Swan song for Schabas

Schabas has now suddenly resigned after the exposure of his consulting job with the PLO.

William Schabas  (photo credit: screenshot)
William Schabas
(photo credit: screenshot)
In August 2014, William Schabas was appointed to head the latest UN Human Rights Council “investigation” into alleged Israeli war crimes. This was supposed to be the culmination of his career – for many years, the Canadian academic and legal consultant had been obsessing over Israel. In October 2012, he told the audience at the pseudo-legal event known as the “Russell Tribunal on Palestine” in New York of his goal of putting Prime Minister Benjamin Netanyahu “in the dock” of the International Criminal Court (ICC) over war crimes in Gaza. The context was the January 2009 conflict, when Ehud Olmert, and not Netanyahu, was prime minister, but for Schabas, the details were irrelevant.
However, Schabas has now suddenly resigned after the exposure of his consulting job with the PLO. The failure to disclose this obvious conflict of interest violates one of the basic principles that lawyers are supposed to follow, and highlights the lack of due diligence by the United Nations Human Rights Council (UNHRC), which selected Schabas. As in many similar cases, the revelation also raises the question of other skeletons that might be hiding in his closet.
For example, there is the relationship between Schabas and Shawan Jabarin – an alleged senior PFLP activist and director of Al Haq, an NGO centrally involved in the lawfare strategy of attacking Israel by exploiting international judicial frameworks.
In 2009, Schabas wrote: “Shawan Jabarin, the director of Al Haq... has been refused the right to leave the Occupied Territory to travel to the Netherlands to receive the Guezen Medal, on behalf of his organization...
Shawan is a great friend of the Irish Centre for Human Rights....” Later, under the heading of “Shawan Jabarin and Canada’s Rights and Democracy,” Schabas refers to Jabarin as “my dear friend.” (The Canadian government framework was later discovered to have secretly provided funds to Al Haq, as well as to B’tselem, and was subsequently investigated and then shut down.) Schabas also participated in a number of conferences, such as the July 2012 event organized by Al Haq and Diakonia (a radical Swedish church framework that promotes anti-Israel propaganda) entitled: “Annexation Wall: Lessons Learned and Future Strategy.” In November 2005, Schabas spoke in an Al Haq panel entitled: “From Theory to Practice: Upholding International Humanitarian Law in the Occupied Palestinian Territory.”
While Schabas has stated that the “investigation” of Israeli war crimes and the writing of his “report” is almost complete, it is clear that if this document is published, it will be morally stained and lack any legitimacy from the beginning. This stain is not only from the secret PLO consultation relationship, but goes much deeper.
The original UNHRC mandate reflects the inherent bias of a body whose agenda, appointments and sessions are controlled by the 56-nation Islamic bloc in the United Nations.

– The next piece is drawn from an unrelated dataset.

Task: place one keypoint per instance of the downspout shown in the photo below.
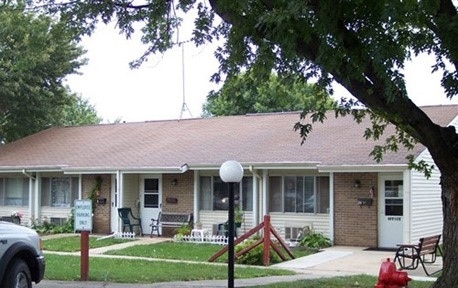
(331, 207)
(256, 197)
(196, 197)
(31, 198)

The same was true for the infamous 2009 Goldstone investigation of allegations from the previous Gaza war, which even Judge Richard Goldstone denounced belatedly as lacking legitimacy and credibility.
The appointment of Schabas was designed to succeed where the Goldstone fiasco failed – to produce an indictment of Israel that could be used to promote the opening of case against Israelis in the International Criminal Court. And while his history of bias was well known at the time, and a number of delegates in the UNHRC session criticized both Schabas and the warped mandate, he was approved. (Although the European Union statement denounced the biased mandate, the members of the EU then proceeded to abstain in the vote, rather than taking the principled position and joining the US in voting against this process.) As in many such UN kangaroo courts, the case against Israel by the Schabas Commission was to be based largely on the “evidence” provided by the network of anti-Israel groups claiming a human rights agenda.
Toward this goal, in recent weeks such reports have been published by Amnesty International, Human Rights Watch, B’tselem and others. Although claiming to be investigations, each of these documents are based on a combination of unverifiable Palestinian “testimony” and aspirational international law, meaning that legal principles are invented in order to put Israel “in the dock,” to use Schabas’ terminology.
With so much evidence of failure, any continuation of this pseudo-investigation would only serve to highlight the immoral exploitation of human rights and international law as a weapon to target Israel. In contrast, the demise of the UN’s Schabas Commission would mark the long-delayed end to this farce.
The author is the president of NGO Monitor and professor of political science at Bar-Ilan University.